Le sigo explicando: En esos terrenos, digo esto último entre comillas, para que no me malentienda, debe tener muchas relaciones, y éstas deben ser funcionales, con semejantes a usted, porque existe el riesgo de que así como se encuentra, sin cumplir con los requerimientos mínimos, sea visto en principio como inadaptado, y después como un loco, y de que lo manden a un confinamiento temporal o permanente, o lo sujeten a tratamientos que lo mantendrán en un estado permanente de, cómo se lo podría describir, sí, de sopor. Mejor piénselo, busque en su interior una razón para despertar. Imagine que de pronto sea muy probable que todo lo que ve ahora sea un sueño. En algún momento no sabrá ni siquiera en qué etapa está. Despierte. En el mundo de los despiertos puede votar, por ejemplo.
Y, sí, quizá me podría argumentar que este otro mundo es enigmático, que se invoca constantemente al verbalizar los anhelos: "yo soñé qué se acababan…, yo soñaba que se abrían…", "sueño con un mundo que sea…". Sí, pero quizá todo sea falso.
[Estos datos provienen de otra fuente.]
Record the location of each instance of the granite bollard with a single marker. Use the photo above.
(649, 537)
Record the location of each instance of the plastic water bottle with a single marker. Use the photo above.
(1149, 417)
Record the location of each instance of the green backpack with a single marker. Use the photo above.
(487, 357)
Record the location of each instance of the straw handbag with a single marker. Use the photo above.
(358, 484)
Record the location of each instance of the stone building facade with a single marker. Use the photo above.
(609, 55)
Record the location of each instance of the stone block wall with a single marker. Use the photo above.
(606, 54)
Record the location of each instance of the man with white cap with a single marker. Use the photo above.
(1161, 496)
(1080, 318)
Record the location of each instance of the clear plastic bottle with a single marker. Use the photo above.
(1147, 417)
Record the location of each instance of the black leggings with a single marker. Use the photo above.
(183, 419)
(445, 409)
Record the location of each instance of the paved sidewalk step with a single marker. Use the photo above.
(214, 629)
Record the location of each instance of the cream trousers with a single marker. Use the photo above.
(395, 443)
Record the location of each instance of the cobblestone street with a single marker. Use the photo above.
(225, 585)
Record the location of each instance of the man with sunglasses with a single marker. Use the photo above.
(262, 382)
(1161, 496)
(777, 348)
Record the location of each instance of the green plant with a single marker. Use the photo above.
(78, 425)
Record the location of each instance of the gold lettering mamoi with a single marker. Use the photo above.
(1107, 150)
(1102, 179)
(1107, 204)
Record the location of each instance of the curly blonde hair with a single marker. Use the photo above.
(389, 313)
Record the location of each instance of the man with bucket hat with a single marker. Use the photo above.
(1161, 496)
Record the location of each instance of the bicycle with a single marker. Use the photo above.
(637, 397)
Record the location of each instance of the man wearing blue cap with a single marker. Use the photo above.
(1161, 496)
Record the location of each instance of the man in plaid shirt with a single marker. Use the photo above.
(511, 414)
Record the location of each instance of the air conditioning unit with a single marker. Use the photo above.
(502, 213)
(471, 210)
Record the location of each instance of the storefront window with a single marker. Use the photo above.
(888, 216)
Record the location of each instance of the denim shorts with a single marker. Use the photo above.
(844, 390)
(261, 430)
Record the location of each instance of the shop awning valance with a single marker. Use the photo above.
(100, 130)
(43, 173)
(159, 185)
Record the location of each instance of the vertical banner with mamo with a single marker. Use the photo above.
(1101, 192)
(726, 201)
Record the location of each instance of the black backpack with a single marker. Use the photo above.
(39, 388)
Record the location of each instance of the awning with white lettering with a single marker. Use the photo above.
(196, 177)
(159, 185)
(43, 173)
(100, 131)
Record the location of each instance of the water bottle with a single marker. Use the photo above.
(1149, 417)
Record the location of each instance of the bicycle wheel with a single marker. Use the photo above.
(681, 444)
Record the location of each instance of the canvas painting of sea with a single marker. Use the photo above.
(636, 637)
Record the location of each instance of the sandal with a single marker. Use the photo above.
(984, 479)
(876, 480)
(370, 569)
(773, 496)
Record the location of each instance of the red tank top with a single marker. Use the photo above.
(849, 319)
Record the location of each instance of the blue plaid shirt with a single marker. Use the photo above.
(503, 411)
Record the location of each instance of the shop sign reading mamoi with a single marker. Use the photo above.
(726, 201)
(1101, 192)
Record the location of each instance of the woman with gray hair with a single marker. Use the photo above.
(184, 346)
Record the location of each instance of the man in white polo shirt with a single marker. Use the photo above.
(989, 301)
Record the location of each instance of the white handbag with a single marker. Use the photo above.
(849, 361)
Qué importa si mató, al menos sabe que su destino probable es la prisión y que pasado cierto tiempo puede recuperar la libertad. Sabrá con certeza que el tiempo pasa, si es ateo, por obra del propio tiempo concebido como una variable de la física, o si es usted creyente, por la existencia de un ser superior que nos gobierna, pero felizmente asimilará que transcurre. El determinismo es un bálsamo ante la incertidumbre. Pero acá no existe. Le digo que aquí no puede usted votar. O sí, pero en realidad no.
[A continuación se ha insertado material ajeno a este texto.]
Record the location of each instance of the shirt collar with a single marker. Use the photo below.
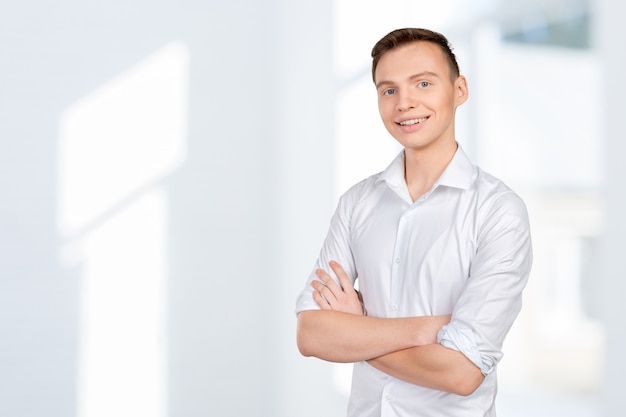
(458, 174)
Si acaso le recomendaría, antes de despertar, que recordara, como buen fanático de YouTube, el video de una mujer desnuda brincando en tumbling. Póngase a brincar con ella un rato y luego…
—¡Despierte!
Así terminé la sesión con el “asesino de taxistas” y me fui a casa. Le conté a mi mujer que el problema tangencial con el tipo, con la gente, con nosotros, es que todos andamos subiendo sueños a YouTube. El caso de este matón lo conozco perfecto, lo he visto muchísimas veces, sentido su revólver en busca de un punto en mi cabeza mientras veo el dinero de la cuenta atesorado en una caja frente a mí. Lo último que percibo después de un estruendo ensordecedor es mi cabeza vaciándose de toda sensación y emoción. Un río caudaloso verde humeante, por la cámara nocturna, se desborda por el parietal, fracturado, antes de que mi cabeza, como un globo sin presión, desmaye para siempre mientras el tipo me roba. En fin.
Le entregué el video de la sesión a mi esposa y le pedí que lo editara, lo recreara y lo subiera a nuestro canal de YouTube. Sí, todos estamos en el mismo barco. A ver si aparece otro cliente, otro supuesto enfermo de narcolepsia.
—Resolví que la desesperación del tipo aquel lo tenía en un estado alterado y no admitiría fácilmente mis advertencias sobre la necesidad de despertar.
—¿Y si vuelve mañana, qué vas a hacer?
—Le diré la verdad, que es un fantoche, un soñador barato, un tipo que se duerme por flojera o por depresión o por alguna culpa subconsciente que yo no le ayudaré a descubrir. Que es un amateur. Y que aquí simple y sencillamente no puede serlo. Que aquí, en este maldito mundo, sólo puede haber narcolépticos profesionales.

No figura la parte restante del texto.